Todos quedaron impresionados de admiración por la grandeza de este milagro.
6. En el castro de Cera, diócesis de Ostia, había un hombre con la piel en tal estado, que no podía ni caminar ni moverse.
Perdida toda esperanza en los remedios humanos y abrumado por la angustia, una noche, tal como si viese presente al bienaventurado Francisco, comenzó a querellarse con estas palabras: «Ayúdame, santo mío Francisco; recuerda mis servicios y la devoción que te he tenido. Te llevé en mi jumento y besé tus pies y tus santas manos, siempre fui devoto tuyo y siempre te quise; mira que me muero con el atrocísimo tormento de este dolor».
Movido por estas quejas el Santo, que recuerda los beneficios y se complace en la devoción de sus fieles, acompañado de otro, se apareció a aquel hombre, todavía en vela. Le dijo que había venido a su llamamiento y a traerle el remedio de la salud. Le tocó en el lugar del dolor con un pequeño bastoncito en forma de tau, y, reventando al punto la apostema, le dio una perfecta salud. Y lo que es más admirable: para recuerdo del milagro dejó impreso el signo tau sobre el lugar de la úlcera curada. Con este signo firmaba San Francisco sus cartas siempre que por motivo de caridad enviaba algún escrito.
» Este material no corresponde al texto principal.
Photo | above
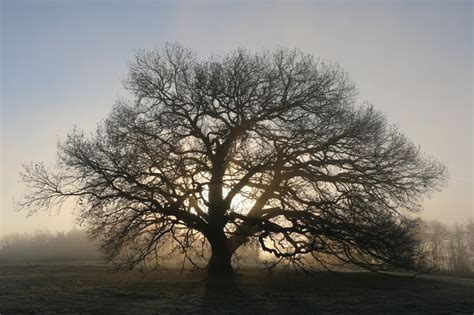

7. Pero advierte que, mientras la mente, distraída por la variedad de lo que se narra, va discurriendo por los diversos milagros del glorioso padre Francisco, por mérito del portador del signo de la cruz se encuentra, guiada por Dios, con el emblema de la salvación, la tau. Esto sucede para que caigamos en la cuenta de que como la cruz fue, para quien militó tras de Cristo, el más alto mérito para la salvación, de la misma manera es, para quien triunfa con Cristo, el más firme testimonio de su honor.
8. Ciertamente, este grande y admirable misterio de la cruz, en que los carismas de las gracias y los méritos de las virtudes y los tesoros de la sabiduría y de la ciencia se esconden tan profundamente, que quedan ocultos a los sabios y prudentes de este mundo, le fue revelado plenamente a este pobrecito de Cristo: toda su vida se cifra en seguir las huellas de la cruz, en gustar la dulzura de la cruz y en predicar la gloria de la cruz. Por eso pudo en verdad decir, en el principio de su conversión, con el Apóstol: Lejos de mí el gloriarme si no es en la cruz de nuestro Señor Jesucristo. Con no menos verdad pudo también añadir durante su vida: Paz y misericordia sobre aquellos que siguieron esta regla. Y con plenísima verdad pudo afirmar al fin de su vida: Llevo en mi cuerpo las llagas del Señor Jesús.
Por lo que a nosotros se refiere, deseamos oír de él todos los días aquellas palabras: Hermanos, la gracia de nuestro Señor Jesucristo con vuestro espíritu Amén (Gál 6,14.16-18).
9. Gloríate, ya seguro, en la gloria de la cruz tú que fuiste glorioso portador de los signos de Cristo; diste comienzo a tu vida en la cruz, caminaste según la regla de la cruz y en la cruz diste cima a tu carrera, manifestando a todos los fieles, por el testimonio de la cruz, la gloria de que disfrutas en el cielo.
Sígante confiadamente los que salen de Egipto, porque, dividido el mar por el báculo de la cruz de Cristo, atravesarán el desierto, y, pasado el Jordán de esta mortalidad, ingresarán, por el admirable poder de la cruz, en la prometida tierra de los vivientes.
Que el verdadero guía y Salvador del pueblo, Cristo Jesús crucificado, por los méritos de su siervo Francisco, se digne introducirnos en la tierra de los vivientes para alabanza y gloria de Dios uno y trino, que vive y reina por los siglos de los siglos. Amén.